Godfrey Obebo

Personal information
- Date of birth: 16 April 1966 (age 60)
- Place of birth: Lagos, Nigeria
- Position: Forward

Senior career*
- Years: Team / Apps / (Gls)
- Collier Row
- 1993: Halifax Town / 3 / (0)
- Leyton
- Grays Athletic

= Godfrey Obebo =

Nigerian footballer

Godfrey Obebo (born 1 April 1966) is a Nigerian former footballer who played in the English Football League for Halifax Town. He gained extensive experience on the non-League circuit in the Greater London area, and underwent several trials with professional clubs.

==Club career==
Obebo was born in Lagos. He emigrated to the United Kingdom in October 1986 and trialled with Port Vale. Further unsuccessful trials ensued, including with Birmingham City (March 1993), Bristol City (November 1993), and Cambridge United (August 1994).

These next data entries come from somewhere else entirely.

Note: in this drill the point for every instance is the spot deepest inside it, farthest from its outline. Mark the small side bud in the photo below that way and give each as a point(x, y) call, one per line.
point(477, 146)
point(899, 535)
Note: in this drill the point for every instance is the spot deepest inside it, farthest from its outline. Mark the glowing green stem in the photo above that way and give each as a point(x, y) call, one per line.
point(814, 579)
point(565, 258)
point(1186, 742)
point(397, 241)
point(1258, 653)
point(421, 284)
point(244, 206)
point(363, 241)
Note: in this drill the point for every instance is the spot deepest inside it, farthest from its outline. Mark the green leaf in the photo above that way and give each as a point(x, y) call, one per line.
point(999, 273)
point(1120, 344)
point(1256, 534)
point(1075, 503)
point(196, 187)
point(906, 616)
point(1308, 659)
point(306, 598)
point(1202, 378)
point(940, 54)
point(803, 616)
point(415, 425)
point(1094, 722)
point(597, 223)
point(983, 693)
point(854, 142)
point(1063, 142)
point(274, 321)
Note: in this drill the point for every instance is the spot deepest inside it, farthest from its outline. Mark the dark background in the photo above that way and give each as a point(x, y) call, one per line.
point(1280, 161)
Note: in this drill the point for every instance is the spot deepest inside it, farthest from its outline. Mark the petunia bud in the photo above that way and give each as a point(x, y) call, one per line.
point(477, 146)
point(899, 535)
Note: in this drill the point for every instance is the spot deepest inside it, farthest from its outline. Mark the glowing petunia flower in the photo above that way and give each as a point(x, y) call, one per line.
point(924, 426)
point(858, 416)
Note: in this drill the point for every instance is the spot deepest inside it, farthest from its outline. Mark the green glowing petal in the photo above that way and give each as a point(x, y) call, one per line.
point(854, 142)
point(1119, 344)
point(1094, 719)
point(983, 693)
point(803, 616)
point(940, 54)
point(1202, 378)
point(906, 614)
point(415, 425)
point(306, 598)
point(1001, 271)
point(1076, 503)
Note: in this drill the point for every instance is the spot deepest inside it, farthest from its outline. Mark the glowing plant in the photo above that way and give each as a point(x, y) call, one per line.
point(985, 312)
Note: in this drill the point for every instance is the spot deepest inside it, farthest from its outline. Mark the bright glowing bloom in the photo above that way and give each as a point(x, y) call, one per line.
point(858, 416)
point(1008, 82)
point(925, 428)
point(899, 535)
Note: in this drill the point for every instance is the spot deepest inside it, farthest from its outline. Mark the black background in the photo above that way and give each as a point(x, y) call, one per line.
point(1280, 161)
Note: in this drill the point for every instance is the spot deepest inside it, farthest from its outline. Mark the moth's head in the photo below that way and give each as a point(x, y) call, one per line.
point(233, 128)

In March 1993, Obebo joined Halifax Town, who were at the bottom of the Football League Third Division, under the guise of being a former Nigeria international who had played in Serie A. Despite these claims about his past, manager Mick Rathbone would later describe Obebo as "hopeless". He made three substitute appearances but was unable to prevent the club's relegation.

When Rathbone asked substitute Obebo to "warm up" during an away game at Doncaster Rovers, he misunderstood and went back to the changing rooms to sit beside a radiator.

In 1995–96 Obebo was playing for Grays Athletic. In March 1998 he was awaiting clearance to sign for League of Wales club Porthmadog, having also been attached to Kingstonian during that campaign.

In 2015 Obebo was serving as the assistant coach of Tower Hamlets FC. In 2022 he was a vice president of Clapton FC.